El gobernante sandinista manifestó que la droga que se produce en Colombia y se exporta a los Estados Unidos “contamina a los mesoamericanos, desde México hasta Panamá, que hace frontera con Colombia, y a Venezuela, que también hace frontera con Colombia”.
Ortega dijo, sin precisar cuándo, que se había comunicado con los presidentes de Ecuador, Rafael Correa, y de Venezuela, Hugo Chávez, “porque hay preocupación por esta actitud del gobierno de Colombia de lanzarse a bombardear el territorio ecuatoriano tres kilómetros adentro”.
“Fue una operación preparada para asesinar al que era el hombre que venía desarrollando el trabajo en favor de la negociación y la paz”, añadió el mandatario.
Según Ortega cuando se venían abriendo posibilidades de negociaciones, se produce la operación para “asesinar a Raúl Reyes (portavoz internacional de las Farc), después que la guerrilla liberó a siete personas”.
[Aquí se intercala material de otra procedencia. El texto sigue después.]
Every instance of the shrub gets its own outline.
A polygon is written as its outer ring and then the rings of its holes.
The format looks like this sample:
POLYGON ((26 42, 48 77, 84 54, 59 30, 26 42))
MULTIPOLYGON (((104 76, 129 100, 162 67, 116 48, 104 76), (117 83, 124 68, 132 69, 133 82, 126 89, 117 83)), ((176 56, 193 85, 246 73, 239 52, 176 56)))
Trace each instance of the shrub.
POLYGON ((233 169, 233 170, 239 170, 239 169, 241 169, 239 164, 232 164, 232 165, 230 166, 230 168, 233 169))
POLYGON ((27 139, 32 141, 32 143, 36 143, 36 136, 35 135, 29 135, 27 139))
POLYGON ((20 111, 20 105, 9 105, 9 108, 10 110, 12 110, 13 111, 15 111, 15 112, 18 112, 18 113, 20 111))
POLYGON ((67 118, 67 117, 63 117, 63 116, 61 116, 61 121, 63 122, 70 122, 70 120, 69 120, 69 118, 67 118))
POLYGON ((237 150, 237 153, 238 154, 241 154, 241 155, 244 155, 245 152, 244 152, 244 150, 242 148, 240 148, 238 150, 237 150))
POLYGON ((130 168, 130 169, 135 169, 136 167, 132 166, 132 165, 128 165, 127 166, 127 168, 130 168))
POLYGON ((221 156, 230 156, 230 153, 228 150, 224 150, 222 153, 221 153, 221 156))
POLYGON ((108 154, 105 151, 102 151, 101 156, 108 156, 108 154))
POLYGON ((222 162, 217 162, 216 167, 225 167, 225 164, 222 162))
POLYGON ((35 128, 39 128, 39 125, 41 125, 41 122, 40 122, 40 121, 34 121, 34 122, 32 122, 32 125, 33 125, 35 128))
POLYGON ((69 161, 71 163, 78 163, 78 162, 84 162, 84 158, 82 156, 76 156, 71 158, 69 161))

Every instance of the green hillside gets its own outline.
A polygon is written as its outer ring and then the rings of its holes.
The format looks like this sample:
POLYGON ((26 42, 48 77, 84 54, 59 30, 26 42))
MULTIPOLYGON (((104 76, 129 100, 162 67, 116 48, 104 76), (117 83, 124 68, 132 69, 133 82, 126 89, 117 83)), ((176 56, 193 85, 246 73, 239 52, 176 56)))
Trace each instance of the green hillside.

Las declaraciones de Ortega se producen el mismo día que el gobierno de Venezuela expulsara al embajador de Colombia en Caracas, Fernando Marín, y a todo el personal diplomático de Bogotá.
Ortega repitió que por todos estos hechos “se corre el riesgo de que se internacionalice el conflicto que ha estado allí enraizado en Colombia pero que también repercute en Brasil, Bolivia, Ecuador y en Venezuela”.
El gobernante de Managua dijo que espera que el Gobierno de Colombia recapacite y acepte la negociación con los guerrilleros, que es lo que han planteado varios presidentes, para alcanzar la paz.